In one of his first acts of the year, Rep. Smith (R-TX) changed the name of the Subcommittee on Immigration, Citizenship, Refugees, Border Security and International Law to the Subcommittee on Immigration Policy and Enforcement. The name change reflects the new priorities of the Committee—an enforcement-only approach with the goal of driving 11 million undocumented immigrants and their family members out of the country.
However, since a mass deportation policy is not popular with Latino voters, House Republicans are attempting to recast their approach in more palatable terms. Rather than change course and embrace comprehensive immigration reform—the only proposal that would truly level the playing field, turn workers into taxpayers, and restore the rule of law—they are simply recasting their anti-immigration agenda using pro-worker terms.
In this report, America’s Voice Education Fund (AVEF) peels back the pro-worker mask that Smith, Gallegly, and King are attempting to put on, and shows that they are motivated not by concern for workers but their desire to remove 11 million immigrants and their family members from the country.
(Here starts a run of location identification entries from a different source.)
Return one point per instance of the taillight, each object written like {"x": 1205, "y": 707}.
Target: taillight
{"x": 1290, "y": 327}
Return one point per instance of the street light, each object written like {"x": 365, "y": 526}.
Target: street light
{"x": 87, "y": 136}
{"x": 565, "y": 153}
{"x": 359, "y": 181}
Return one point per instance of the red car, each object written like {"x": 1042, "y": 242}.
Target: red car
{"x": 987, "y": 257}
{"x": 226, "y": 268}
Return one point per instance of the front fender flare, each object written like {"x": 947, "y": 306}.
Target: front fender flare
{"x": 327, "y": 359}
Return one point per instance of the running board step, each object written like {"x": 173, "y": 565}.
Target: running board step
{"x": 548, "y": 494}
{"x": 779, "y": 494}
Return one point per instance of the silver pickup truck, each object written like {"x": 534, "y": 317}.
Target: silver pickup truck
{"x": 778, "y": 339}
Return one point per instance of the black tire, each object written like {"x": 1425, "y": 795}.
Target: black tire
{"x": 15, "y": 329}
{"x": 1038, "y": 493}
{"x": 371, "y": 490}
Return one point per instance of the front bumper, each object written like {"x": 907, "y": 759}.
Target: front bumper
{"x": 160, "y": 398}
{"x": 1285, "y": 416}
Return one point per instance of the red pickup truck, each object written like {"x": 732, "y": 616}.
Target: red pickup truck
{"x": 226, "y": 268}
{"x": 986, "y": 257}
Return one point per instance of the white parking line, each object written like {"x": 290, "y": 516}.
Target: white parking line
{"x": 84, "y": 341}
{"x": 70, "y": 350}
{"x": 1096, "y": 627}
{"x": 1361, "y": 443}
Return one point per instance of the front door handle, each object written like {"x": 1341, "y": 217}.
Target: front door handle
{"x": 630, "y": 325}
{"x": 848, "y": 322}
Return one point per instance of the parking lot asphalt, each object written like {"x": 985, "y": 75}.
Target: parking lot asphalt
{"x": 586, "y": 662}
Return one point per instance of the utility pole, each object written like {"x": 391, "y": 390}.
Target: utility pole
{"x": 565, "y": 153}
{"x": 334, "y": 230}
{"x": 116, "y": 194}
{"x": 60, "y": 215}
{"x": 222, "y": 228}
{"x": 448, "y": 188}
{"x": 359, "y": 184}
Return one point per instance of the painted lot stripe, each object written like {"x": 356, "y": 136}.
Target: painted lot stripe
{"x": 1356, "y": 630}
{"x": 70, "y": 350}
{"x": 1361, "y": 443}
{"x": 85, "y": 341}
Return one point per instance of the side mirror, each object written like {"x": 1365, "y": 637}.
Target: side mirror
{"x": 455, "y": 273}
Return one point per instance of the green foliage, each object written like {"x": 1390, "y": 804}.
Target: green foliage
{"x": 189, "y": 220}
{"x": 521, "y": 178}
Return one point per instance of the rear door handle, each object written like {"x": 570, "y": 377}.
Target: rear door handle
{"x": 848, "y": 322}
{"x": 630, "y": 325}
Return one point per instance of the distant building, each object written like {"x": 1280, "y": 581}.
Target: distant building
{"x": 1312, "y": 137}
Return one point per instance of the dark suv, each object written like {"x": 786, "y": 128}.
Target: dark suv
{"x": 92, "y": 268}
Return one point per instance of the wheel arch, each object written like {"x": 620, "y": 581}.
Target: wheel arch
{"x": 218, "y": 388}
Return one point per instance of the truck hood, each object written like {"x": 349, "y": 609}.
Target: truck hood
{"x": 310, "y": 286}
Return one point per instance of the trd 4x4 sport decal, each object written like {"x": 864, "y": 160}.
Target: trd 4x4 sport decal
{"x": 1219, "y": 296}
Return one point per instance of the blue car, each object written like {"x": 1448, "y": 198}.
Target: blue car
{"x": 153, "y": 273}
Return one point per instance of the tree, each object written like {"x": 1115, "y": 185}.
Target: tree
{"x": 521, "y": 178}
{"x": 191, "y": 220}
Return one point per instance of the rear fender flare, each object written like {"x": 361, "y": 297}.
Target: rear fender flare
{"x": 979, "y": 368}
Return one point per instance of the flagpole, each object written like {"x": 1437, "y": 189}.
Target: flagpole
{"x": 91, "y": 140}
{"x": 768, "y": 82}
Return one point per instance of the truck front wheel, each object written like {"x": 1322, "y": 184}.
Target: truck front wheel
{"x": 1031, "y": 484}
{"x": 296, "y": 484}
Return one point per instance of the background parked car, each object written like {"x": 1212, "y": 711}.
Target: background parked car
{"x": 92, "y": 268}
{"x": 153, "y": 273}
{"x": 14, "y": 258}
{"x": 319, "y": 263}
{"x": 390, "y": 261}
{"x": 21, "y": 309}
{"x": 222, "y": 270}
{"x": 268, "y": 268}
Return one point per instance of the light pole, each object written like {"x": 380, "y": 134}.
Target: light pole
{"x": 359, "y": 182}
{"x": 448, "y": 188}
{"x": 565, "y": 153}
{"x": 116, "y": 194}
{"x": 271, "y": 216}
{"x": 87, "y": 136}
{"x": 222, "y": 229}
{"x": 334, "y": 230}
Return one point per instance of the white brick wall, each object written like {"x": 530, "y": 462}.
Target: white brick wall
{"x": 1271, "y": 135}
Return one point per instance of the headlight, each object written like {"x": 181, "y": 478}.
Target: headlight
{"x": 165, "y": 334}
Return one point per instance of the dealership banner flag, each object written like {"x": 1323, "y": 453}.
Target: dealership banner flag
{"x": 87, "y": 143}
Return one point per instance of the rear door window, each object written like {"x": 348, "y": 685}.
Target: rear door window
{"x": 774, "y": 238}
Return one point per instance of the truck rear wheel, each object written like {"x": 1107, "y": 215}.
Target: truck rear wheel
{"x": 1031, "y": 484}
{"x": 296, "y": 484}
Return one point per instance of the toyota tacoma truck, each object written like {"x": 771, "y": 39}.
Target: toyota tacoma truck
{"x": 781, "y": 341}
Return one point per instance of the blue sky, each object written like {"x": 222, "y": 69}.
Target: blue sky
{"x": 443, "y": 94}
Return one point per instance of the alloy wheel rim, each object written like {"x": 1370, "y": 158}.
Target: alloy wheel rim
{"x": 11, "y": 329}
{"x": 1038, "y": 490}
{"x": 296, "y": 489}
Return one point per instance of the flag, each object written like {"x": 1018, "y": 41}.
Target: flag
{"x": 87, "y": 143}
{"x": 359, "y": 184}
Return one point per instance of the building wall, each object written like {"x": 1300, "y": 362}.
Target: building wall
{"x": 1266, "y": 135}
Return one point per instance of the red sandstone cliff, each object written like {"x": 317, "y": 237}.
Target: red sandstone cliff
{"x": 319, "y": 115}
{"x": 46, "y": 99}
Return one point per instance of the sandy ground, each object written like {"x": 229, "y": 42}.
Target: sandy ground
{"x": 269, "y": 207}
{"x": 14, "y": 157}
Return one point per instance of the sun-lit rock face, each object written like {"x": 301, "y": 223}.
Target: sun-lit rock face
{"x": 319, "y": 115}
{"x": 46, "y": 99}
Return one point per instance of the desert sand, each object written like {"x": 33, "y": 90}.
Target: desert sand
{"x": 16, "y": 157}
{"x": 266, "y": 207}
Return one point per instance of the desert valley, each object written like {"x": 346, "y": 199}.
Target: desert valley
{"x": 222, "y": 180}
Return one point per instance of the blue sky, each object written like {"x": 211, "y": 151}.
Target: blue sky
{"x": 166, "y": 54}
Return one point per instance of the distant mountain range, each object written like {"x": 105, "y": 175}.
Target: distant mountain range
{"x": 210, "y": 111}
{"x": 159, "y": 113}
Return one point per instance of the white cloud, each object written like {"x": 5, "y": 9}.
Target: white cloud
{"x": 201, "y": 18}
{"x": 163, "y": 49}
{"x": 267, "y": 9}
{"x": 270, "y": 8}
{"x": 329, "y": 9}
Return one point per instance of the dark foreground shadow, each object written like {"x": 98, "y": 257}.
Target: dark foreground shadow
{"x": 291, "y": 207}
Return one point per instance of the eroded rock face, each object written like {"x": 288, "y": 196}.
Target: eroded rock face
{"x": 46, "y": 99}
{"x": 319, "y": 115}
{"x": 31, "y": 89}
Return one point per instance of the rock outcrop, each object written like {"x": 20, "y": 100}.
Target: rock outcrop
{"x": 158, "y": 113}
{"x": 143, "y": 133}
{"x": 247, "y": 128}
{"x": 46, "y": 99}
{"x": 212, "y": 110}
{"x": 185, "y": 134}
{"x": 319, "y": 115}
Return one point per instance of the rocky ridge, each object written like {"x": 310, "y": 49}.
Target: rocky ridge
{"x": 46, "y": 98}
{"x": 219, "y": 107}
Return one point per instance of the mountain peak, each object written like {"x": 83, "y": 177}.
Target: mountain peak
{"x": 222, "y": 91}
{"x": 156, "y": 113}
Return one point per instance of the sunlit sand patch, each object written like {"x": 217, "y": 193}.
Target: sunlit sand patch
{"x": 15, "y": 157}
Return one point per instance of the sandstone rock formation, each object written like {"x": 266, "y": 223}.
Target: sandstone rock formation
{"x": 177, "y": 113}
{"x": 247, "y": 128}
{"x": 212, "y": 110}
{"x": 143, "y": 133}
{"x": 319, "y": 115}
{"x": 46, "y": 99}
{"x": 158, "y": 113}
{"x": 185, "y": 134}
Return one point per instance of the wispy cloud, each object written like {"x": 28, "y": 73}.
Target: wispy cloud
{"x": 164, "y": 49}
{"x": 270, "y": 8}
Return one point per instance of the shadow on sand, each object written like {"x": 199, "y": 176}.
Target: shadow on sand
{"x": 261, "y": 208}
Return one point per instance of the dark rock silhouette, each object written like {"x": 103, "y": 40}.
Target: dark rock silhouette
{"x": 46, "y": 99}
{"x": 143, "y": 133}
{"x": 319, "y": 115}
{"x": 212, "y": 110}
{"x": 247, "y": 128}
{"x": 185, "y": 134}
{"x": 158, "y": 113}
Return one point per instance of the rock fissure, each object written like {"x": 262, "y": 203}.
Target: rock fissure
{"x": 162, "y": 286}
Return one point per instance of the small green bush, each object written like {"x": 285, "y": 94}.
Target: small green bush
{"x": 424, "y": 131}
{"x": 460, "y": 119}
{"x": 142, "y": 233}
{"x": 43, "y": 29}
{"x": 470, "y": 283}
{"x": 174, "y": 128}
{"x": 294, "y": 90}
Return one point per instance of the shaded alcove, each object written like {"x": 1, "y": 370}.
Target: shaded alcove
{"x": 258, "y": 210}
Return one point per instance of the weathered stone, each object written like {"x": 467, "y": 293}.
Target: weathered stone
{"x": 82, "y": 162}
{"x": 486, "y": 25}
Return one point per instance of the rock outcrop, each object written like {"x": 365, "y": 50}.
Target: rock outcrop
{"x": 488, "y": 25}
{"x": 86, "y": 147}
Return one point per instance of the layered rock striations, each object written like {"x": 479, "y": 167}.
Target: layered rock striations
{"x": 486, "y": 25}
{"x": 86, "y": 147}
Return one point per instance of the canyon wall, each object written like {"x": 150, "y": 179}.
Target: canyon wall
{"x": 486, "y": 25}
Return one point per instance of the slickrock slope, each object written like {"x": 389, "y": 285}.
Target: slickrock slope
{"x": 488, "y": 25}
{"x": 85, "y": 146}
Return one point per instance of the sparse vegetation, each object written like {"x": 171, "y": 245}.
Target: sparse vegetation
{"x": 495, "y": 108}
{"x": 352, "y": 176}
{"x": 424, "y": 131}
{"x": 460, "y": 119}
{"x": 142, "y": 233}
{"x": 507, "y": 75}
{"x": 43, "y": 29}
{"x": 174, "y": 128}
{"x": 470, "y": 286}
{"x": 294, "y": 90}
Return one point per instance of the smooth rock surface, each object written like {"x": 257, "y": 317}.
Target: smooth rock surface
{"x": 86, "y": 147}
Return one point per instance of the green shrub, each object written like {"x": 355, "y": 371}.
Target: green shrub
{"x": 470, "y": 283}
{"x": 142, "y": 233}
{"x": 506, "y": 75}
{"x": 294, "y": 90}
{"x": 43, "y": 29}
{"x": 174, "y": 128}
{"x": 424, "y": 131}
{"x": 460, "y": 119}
AVEF reviews their voting records on worker issues, and find that they have a long history of opposing policies to help American workers succeed, such as an increase to the minimum wage.
In reality, Smith, Gallegly, and King are simply carrying out the policies embraced by a shadowy coalition of anti-immigrant organizations—many of whom have been tied to white supremacists or labeled hate groups by the Southern Poverty Law Center. This report exposes that connection and makes it clear that groups like the “Coalition for the Future American Worker” are simply using American unemployment as the latest excuse to rail against immigrants. In the past, these same organizations have blamed immigrants for such diverse issues such as global warming, the housing crisis, a broken health care system, traffic congestion, and more.
Finally, AVEF examines why a mass deportation agenda is dangerous politics for the Republican Party. After pushing anti-immigrant policies for years and campaigning on the issue in the 2006, 2008, and 2010 elections, Republicans have boxed themselves in with Latino voters. Following the strategy of Smith, Gallegly, and King, they are the party of Proposition 187, the Sensenbrenner bill, the Arizona “papers, please” immigration law and copycat proposals in other states, the defeat of comprehensive immigration reform, and the defeat of the DREAM Act. Latino voters feel disrespected and attacked by the GOP, and are increasingly voting Democratic because of it.
As the 2010 Census results drive home, unless the GOP finds a way to reverse course on immigration and win at least 40% of the Latino vote, it will never see the inside of the White House again, and will become a minority party. With Smith, Gallegly, and King at the helm in the House, the GOP is poised to become a sinking ship with Latino voters unless real leaders in the Party step up.